DOL Says ESOP Stock Contribution Overvalued

March 15, 2002 (PLANSPONSOR.com) - The Labor Department has filed a lawsuit against an employer for allegedly overvaluing company stock contributed to its employee pension plans.

The suit has been filed against Brea, California-based Earle M. Jorgensen Co. (EMJ), alleging that the company and its pension plan benefits committee violated the Employee Retirement Income Security Act (ERISA) by allowing stock contributed to the pension plans to be valued above fair market value.

The suit says that resulted in fewer shares of stock being assigned to the company-sponsored plans, according to a report by the Associated Press. 

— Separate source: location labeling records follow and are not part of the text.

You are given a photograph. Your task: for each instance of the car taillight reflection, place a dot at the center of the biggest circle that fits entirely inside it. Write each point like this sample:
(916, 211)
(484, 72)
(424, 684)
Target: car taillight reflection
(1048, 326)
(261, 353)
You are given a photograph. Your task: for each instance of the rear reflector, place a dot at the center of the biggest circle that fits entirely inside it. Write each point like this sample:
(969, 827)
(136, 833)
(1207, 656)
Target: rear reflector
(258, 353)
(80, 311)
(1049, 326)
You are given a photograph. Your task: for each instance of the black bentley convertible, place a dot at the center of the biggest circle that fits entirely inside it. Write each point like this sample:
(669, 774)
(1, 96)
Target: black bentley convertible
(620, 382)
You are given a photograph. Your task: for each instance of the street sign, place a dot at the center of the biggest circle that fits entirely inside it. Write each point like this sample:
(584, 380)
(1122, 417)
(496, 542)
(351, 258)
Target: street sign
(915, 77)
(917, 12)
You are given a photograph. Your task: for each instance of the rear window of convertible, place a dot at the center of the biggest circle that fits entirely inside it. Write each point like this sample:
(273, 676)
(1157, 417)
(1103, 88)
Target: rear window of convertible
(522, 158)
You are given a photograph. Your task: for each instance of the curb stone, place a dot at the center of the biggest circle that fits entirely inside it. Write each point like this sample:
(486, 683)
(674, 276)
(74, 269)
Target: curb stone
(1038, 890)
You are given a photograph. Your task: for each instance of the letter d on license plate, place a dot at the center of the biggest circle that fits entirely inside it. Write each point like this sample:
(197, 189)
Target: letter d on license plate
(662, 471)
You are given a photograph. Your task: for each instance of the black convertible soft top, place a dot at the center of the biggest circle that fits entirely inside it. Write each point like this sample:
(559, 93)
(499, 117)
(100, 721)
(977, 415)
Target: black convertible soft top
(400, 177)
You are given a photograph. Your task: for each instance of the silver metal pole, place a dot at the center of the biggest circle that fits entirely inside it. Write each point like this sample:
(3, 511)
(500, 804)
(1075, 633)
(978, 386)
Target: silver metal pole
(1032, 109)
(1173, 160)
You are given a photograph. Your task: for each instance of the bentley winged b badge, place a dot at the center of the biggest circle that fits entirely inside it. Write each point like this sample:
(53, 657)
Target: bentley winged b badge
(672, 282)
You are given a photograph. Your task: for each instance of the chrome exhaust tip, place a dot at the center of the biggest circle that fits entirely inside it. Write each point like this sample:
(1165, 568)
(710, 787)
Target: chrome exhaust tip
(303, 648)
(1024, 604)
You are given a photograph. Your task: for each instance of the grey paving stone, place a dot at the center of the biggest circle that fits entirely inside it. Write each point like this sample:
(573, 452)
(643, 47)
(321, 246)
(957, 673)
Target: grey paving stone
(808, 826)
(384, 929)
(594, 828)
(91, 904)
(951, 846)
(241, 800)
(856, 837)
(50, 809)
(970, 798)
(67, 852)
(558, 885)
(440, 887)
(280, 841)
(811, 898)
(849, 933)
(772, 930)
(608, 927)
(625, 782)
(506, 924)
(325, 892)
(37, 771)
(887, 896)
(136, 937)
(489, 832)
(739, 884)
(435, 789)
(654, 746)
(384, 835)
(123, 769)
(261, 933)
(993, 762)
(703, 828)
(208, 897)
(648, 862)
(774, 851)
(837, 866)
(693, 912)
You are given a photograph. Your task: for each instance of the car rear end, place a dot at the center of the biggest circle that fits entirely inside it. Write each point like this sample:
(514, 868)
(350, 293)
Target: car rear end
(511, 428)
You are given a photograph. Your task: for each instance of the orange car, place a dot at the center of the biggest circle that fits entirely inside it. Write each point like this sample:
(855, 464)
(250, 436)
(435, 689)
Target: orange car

More than 1,200 employees are covered by the company-sponsored pension plans, according to the government.

The government is seeking a court order forcing the company to buy back the stock.

Employee Ownership

Employees own about 30% of EMJ, according to the firm’s web site, with investment firm Kelso & Company owning most of the rest. 

The company became an Employee Stock Ownership Plan (ESOP) in May 1990, as part of a merger of metal distributors Jorgensen Steel & Aluminum and Kilsby-Roberts. 

That year, Earle M. Jorgensen, one of the members of then-Governor Reagan’s ‘kitchen cabinet’, sold his company, to a group backed by leveraged buyout specialists Kelso & Co.